La cour d'assises des Bouches-du-Rhône a rendu son verdict jeudi, infligeant des peines de prison allant de 6 à 18 ans à plusieurs membres d'un réseau de drogue impliqué dans la séquestration de deux mineurs à Marseille. L'accusation a qualifié cette affaire de reflet de la "sauvagerie" qui caractérise souvent les trafics de stupéfiants.
En janvier 2022, deux adolescents, âgés de 16 ans et en fugue, ont été recrutés par des membres d'un réseau actif à Frais Vallon, dans les quartiers nord de Marseille. Sous prétexte d'une dette fictive, les jeunes ont été contraints de travailler gratuitement et ont subi des sévices physiques pendant quatre jours, y compris des coups et des humiliations.
L'un des adolescents relatoit avoir été forcé à danser nu, ayant même subi des violences sexuelles. Les six accusés, dont deux frères de 24 et 25 ans, considérés comme les responsables du trafic, ont été condamnés à 18 ans de réclusion. La cour a également infligé des peines de 16 et 14 ans à d'autres membres du groupe, ayant reconnu partiellement les faits.
Lors du procès, l'avocat général a déploré la "méthode de pression" exercée sur les jeunes travailleurs forcés, qualifiant leur traitement de "salle de tortures". Ces réseaux exploitent des adolescents en leur inventant des dettes pour les forcer à travailler gratuitement, comme l’a expliqué l’avocat général.

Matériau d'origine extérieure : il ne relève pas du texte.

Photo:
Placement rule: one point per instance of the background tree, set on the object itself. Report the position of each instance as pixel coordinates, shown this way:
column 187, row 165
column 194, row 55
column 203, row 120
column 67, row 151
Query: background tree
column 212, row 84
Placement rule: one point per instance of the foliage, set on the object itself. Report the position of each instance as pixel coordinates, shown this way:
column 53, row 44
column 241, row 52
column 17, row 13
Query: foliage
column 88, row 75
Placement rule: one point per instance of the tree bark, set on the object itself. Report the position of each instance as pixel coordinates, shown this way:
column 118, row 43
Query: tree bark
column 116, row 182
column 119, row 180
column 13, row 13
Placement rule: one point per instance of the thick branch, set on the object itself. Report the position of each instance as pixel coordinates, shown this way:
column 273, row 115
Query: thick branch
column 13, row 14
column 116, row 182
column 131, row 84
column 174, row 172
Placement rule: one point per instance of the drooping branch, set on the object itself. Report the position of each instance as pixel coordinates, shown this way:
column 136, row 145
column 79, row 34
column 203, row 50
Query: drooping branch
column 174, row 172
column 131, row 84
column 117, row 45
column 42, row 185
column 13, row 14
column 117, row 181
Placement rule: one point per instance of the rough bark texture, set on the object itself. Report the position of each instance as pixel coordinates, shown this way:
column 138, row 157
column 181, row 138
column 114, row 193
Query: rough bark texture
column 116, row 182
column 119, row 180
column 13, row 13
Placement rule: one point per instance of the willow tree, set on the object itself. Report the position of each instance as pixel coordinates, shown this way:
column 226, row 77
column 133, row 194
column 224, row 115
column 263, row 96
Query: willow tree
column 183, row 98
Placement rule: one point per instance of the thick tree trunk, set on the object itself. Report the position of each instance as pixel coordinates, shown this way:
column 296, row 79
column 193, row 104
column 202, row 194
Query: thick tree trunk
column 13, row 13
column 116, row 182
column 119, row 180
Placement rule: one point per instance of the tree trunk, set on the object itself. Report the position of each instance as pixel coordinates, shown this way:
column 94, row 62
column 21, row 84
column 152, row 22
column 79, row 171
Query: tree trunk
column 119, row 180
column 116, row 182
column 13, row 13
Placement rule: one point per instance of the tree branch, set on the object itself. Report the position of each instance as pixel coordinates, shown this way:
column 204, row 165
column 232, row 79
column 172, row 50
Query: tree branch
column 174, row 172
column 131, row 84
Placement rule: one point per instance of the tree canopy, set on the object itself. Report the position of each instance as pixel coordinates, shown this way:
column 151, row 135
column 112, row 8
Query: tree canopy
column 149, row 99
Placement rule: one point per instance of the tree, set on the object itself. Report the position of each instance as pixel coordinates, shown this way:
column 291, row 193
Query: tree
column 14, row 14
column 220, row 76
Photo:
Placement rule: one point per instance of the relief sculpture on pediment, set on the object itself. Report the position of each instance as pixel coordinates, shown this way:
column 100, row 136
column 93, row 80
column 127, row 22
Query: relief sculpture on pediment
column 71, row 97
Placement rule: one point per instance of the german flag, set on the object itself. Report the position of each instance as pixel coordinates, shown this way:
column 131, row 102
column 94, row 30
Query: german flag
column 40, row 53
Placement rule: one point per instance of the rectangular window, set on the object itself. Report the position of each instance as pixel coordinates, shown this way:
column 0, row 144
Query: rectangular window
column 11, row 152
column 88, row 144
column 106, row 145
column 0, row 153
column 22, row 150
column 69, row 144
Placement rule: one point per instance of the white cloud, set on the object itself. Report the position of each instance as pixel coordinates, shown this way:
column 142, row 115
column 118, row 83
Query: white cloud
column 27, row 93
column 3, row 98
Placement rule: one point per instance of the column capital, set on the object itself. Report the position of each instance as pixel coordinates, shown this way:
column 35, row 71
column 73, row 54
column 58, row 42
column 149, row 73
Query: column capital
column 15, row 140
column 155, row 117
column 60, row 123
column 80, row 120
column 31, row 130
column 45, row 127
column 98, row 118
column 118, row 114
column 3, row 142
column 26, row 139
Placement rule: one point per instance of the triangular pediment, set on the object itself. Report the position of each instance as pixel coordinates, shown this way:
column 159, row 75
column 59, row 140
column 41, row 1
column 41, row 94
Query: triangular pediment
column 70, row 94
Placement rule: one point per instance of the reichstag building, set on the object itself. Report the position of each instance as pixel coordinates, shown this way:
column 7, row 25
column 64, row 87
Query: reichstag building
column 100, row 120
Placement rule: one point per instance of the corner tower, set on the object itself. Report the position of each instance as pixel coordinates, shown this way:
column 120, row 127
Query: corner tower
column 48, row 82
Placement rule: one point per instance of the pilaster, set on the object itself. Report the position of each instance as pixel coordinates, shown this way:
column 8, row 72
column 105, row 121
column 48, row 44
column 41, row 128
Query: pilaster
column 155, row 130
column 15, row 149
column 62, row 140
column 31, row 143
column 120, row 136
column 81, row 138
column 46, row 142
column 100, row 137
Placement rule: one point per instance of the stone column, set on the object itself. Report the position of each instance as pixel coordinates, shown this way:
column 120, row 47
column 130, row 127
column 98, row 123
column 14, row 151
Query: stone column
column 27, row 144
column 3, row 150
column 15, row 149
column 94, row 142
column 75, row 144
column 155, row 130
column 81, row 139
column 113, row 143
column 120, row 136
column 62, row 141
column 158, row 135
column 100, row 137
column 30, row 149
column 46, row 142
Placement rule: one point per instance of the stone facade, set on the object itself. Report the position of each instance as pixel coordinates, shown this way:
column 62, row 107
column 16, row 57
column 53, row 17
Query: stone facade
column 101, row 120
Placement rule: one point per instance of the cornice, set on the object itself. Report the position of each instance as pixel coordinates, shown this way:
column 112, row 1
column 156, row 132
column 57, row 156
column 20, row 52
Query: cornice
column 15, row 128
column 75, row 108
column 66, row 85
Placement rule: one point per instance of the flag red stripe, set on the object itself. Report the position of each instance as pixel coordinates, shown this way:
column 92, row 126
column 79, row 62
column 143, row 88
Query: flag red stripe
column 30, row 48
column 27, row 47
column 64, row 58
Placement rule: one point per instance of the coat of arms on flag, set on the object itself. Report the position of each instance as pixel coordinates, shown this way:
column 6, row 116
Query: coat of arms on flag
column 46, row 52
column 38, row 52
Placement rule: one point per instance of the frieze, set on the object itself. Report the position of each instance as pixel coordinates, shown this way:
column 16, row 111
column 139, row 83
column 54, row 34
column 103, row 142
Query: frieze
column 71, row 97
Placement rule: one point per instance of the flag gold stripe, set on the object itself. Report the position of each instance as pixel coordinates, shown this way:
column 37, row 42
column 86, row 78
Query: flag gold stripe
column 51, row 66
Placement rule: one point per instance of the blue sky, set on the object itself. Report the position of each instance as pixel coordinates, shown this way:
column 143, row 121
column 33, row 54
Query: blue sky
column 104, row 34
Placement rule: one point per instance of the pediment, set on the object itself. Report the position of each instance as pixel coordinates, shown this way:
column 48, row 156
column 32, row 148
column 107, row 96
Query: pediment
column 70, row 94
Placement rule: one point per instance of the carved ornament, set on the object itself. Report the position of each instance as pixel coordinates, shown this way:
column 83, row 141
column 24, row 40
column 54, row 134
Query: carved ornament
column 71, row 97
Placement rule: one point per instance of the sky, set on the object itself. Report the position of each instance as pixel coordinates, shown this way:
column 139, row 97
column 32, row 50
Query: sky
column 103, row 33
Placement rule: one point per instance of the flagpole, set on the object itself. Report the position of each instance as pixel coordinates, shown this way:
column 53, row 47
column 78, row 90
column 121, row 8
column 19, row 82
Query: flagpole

La défense, en revanche, a plaidé l'acquittement, arguant que le dossier reposait principalement sur les déclarations d'une seule victime. Me Karim Bouguessa, représentant l'un des frères accusés, a déploré que la justice semble plus intéressée par des messages d'exemplarité que par la vérité des faits. Il a souligné que la parole d'une personne ne devrait pas compromettre la vie d'autres individus.
Kevin, l'une des victimes, a tenté d’alerter la police durant sa séquestration, distribuant des messages aux consommateurs de drogue qu'il servait: "Bonjour, séquestrés par le réseau. SVP appelez la police. Nous avons besoin d'aide". Après quatre jours de torture, les adolescents ont réussi à s'échapper en sautant d'un troisième étage. Malheureusement, Kevin a été gravement blessé lors de cette fuite, passant des heures dans un endroit désigné par l’accusation comme une "vraie salle de torture".